Each of these needs has material tactical considerations that require much discussion about implementing, communicating and managing change. But unlike other major costs, rising people costs present an investment opportunity for increased returns rather than just a hit to the bottom line.

Embracing Fraud Protection as a Differentiator

Community banks are under pressure from the latest apps or start-ups that attempt to lure customers away with features that they may lack: cutting edge technology, international capabilities and a digital-first approach.

However, much less attention is focused on where established banks thrive: compliance. It might not be as flashy as the latest app, but being able to offer customers a sense of protection is more valuable than many would believe. Main Street banks have long been integral parts of their communities, serving both local businesses and families through their people-first approach. These institutions are well known for reinvesting back into their communities, making them intertwined with their neighborhood. This approach is unique and solidified the reputation of these institutions as personable — a sentiment that remains today, even as tech giants grow within the financial sector. Established institutions have an edge as their long histories and reputations are deemed by consumers as more trustworthy than fintechs.

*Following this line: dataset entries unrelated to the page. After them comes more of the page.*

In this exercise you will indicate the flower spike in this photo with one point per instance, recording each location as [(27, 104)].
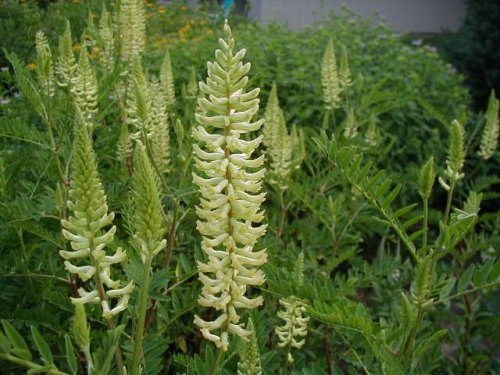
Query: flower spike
[(85, 229), (229, 181)]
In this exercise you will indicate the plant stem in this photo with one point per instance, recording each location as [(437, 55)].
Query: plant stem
[(103, 297), (215, 366), (31, 365), (143, 304), (448, 203), (426, 222)]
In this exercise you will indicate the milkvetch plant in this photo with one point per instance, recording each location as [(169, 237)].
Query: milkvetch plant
[(229, 180), (489, 140), (89, 208), (384, 274)]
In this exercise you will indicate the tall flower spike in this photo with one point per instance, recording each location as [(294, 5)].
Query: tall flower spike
[(351, 125), (167, 79), (229, 183), (132, 28), (372, 134), (489, 140), (107, 56), (66, 62), (138, 103), (298, 147), (280, 154), (124, 144), (271, 119), (84, 89), (292, 334), (85, 229), (330, 78), (147, 218), (44, 64), (192, 86), (249, 363), (160, 142)]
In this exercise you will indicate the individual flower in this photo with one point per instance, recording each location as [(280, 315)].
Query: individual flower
[(167, 79), (158, 123), (489, 140), (249, 363), (330, 79), (87, 233), (44, 66), (84, 88), (294, 330)]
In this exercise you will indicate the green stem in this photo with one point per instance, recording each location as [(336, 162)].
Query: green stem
[(472, 290), (283, 210), (218, 358), (88, 359), (104, 297), (448, 203), (31, 365), (143, 304), (407, 351), (426, 222)]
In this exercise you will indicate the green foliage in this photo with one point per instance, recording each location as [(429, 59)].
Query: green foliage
[(384, 271)]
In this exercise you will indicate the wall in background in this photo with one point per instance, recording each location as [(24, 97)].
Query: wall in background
[(414, 16)]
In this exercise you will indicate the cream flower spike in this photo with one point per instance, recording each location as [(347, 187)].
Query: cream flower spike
[(44, 63), (229, 182), (330, 79), (489, 140), (160, 142), (132, 28), (66, 63), (85, 229), (292, 334), (138, 103), (167, 79), (250, 363)]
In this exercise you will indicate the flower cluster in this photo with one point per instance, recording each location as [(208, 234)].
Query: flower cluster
[(229, 210), (132, 28), (85, 229), (66, 63)]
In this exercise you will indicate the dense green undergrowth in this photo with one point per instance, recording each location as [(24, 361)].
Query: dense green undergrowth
[(379, 272)]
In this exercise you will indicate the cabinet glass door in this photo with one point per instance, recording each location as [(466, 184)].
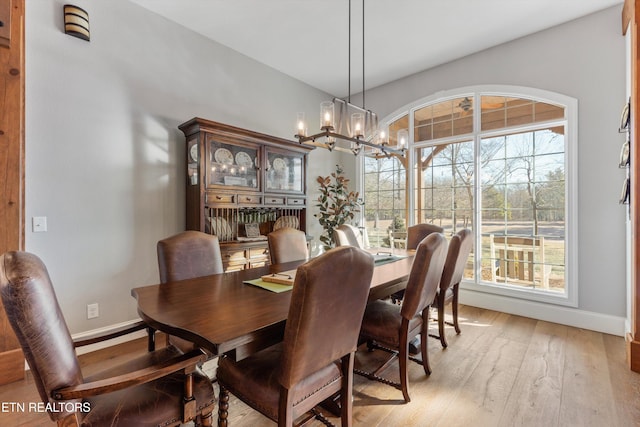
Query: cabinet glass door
[(284, 171), (233, 165)]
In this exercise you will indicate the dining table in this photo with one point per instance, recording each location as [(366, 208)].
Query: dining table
[(221, 313)]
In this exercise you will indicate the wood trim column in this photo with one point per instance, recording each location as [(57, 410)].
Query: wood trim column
[(11, 164)]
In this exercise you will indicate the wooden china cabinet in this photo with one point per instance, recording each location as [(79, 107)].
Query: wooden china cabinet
[(241, 185)]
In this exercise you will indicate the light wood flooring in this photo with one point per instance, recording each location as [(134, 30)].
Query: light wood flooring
[(503, 370)]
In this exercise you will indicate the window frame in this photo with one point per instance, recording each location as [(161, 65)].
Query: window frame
[(570, 123)]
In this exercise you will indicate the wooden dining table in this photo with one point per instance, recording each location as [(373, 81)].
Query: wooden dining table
[(222, 314)]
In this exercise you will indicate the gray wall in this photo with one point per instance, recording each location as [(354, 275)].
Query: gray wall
[(104, 159), (583, 59)]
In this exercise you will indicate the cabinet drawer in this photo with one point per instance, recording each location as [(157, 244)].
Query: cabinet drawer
[(220, 199), (249, 199), (272, 200)]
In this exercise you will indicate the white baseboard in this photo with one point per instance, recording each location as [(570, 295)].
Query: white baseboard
[(598, 322), (104, 344)]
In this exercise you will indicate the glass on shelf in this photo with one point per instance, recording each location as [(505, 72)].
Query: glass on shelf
[(233, 165), (284, 172)]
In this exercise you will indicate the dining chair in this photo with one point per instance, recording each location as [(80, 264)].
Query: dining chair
[(287, 244), (415, 235), (315, 359), (162, 387), (187, 255), (460, 247), (390, 327), (348, 235)]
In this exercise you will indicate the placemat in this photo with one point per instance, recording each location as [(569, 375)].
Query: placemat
[(386, 258), (270, 286)]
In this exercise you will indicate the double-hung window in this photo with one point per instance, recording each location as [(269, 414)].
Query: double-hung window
[(499, 161)]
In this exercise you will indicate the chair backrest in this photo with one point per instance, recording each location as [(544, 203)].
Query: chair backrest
[(425, 275), (187, 255), (327, 305), (287, 244), (459, 249), (35, 316), (347, 235), (416, 233)]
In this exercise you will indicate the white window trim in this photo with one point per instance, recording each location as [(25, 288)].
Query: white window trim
[(570, 297)]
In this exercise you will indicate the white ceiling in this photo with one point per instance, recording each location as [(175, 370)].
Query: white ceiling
[(308, 39)]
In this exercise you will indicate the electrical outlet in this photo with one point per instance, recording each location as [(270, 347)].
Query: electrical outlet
[(39, 224), (93, 311)]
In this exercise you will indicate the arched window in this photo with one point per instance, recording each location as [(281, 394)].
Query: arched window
[(498, 160)]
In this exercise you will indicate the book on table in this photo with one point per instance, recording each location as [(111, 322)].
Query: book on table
[(282, 278)]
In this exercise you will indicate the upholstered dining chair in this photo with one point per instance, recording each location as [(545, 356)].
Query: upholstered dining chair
[(460, 247), (287, 244), (187, 255), (348, 235), (162, 387), (315, 359), (390, 327)]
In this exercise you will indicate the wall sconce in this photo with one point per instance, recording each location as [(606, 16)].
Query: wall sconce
[(76, 22)]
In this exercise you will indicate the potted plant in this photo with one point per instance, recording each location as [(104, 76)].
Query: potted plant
[(336, 204)]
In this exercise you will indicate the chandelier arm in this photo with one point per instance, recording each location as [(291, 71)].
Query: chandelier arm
[(363, 104), (349, 59), (358, 141)]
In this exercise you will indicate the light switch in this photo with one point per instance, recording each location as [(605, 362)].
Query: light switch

Public trust is a valuable asset, especially after high-profile data breaches in recent years and coronavirus scams. Payment scams suffered by banks and companies are typically front-page news and can cause significant damage to the business with costly fines and reputation harm. More than 75% of customers say security is a top consideration when choosing a financial institution. Interestingly, even if the organization is not directly at fault, consumers still consider them culpable. In fact, 63% say a company is always responsible for their data — even if the scam resulted from their direct actions, including falling for an email scheme.

$1 Billion Threat
The realization that banking customers hold their banks accountable for all types of fraud and scams may be surprising to some financial leaders. It underscores the importance of banks taking an active role in educating users, as well as protecting their own security behind the scenes.

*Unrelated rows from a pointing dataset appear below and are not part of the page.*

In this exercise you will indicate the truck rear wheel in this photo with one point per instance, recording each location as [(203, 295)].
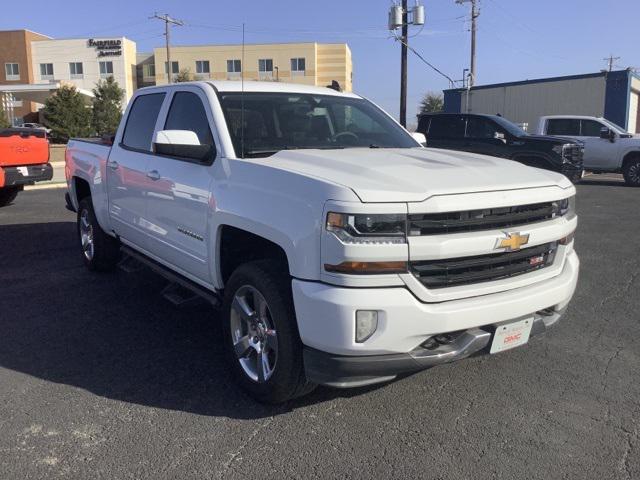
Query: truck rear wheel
[(100, 252), (631, 171), (261, 334), (8, 195)]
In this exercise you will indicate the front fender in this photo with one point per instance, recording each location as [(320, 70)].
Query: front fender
[(283, 207)]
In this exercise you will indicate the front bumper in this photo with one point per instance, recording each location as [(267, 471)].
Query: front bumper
[(326, 323), (343, 371), (25, 175)]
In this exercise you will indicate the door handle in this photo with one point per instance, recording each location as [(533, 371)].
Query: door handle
[(153, 175)]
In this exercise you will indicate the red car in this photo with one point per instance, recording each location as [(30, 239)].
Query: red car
[(24, 160)]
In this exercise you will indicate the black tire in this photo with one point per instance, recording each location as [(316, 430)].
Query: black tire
[(273, 282), (631, 171), (105, 252), (8, 195)]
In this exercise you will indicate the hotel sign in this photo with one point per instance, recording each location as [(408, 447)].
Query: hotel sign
[(106, 48)]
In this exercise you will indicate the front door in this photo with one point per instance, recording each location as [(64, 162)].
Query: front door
[(126, 170), (178, 197)]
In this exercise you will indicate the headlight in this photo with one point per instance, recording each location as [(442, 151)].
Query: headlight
[(368, 229), (565, 207)]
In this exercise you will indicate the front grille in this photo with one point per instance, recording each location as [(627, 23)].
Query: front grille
[(476, 220), (572, 154), (482, 268)]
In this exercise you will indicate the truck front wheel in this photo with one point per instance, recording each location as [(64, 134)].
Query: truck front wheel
[(261, 335), (100, 252), (631, 171), (8, 195)]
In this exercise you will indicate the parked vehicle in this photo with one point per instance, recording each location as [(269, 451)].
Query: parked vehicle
[(24, 160), (607, 146), (340, 250), (497, 136), (36, 126)]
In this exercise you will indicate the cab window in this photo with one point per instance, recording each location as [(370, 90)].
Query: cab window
[(563, 126)]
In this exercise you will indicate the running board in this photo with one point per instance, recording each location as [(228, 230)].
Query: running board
[(181, 291)]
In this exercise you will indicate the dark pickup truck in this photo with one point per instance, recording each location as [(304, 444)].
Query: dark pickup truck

One of the most common schemes is business email compromise: a cyber crime where a payee sends fraudulent banking information to a business or individual, who unknowingly sends funds to the wrong account. The fraud grew during the coronavirus pandemic as many businesses worked remotely for the first time and relied on email in place of phone calls or in-person interactions. The FBI reported $26 billion in losses in just a three-year period.

Such numbers should concern financial institutions, especially since these funds can be difficult to recover. These incidents are likely underreported, meaning the real figures are likely much larger.

Three Immediate Actions
Today’s challenging environment for financial institutions means that little focus is placed on non-revenue generating activities, especially with the emergence of new fintechs and start-ups. However, helping to ensure that customer funds are protected and providing them with preventative advice could become a huge value-add for banks.

  1. Though some banks do make information available on their websites or in-branches, this is often an afterthought. Showcasing your institution as an authority on these matters will emphasize your desire to put customers first — and they will take notice.
  2. Many customers ignore the threat of fraud because they do not see themselves or their business as a potential victim. Taking the time to explain how a scam targets each customer segment will demonstrate your institution’s ability to identify and mitigate risks to each person.
  3. Monitoring fraud is particularly difficult for many institutions because threats are constantly evolving. Working with larger partners can be an asset, as bigger organizations are more likely to invest both funds and personnel in monitoring and combatting scams.

Many misconceptions regarding fraud still exist, and customers may not realize they are at risk before it’s too late. Transforming your institution into their financial protector could be a low-cost — yet valuable — way to stand out.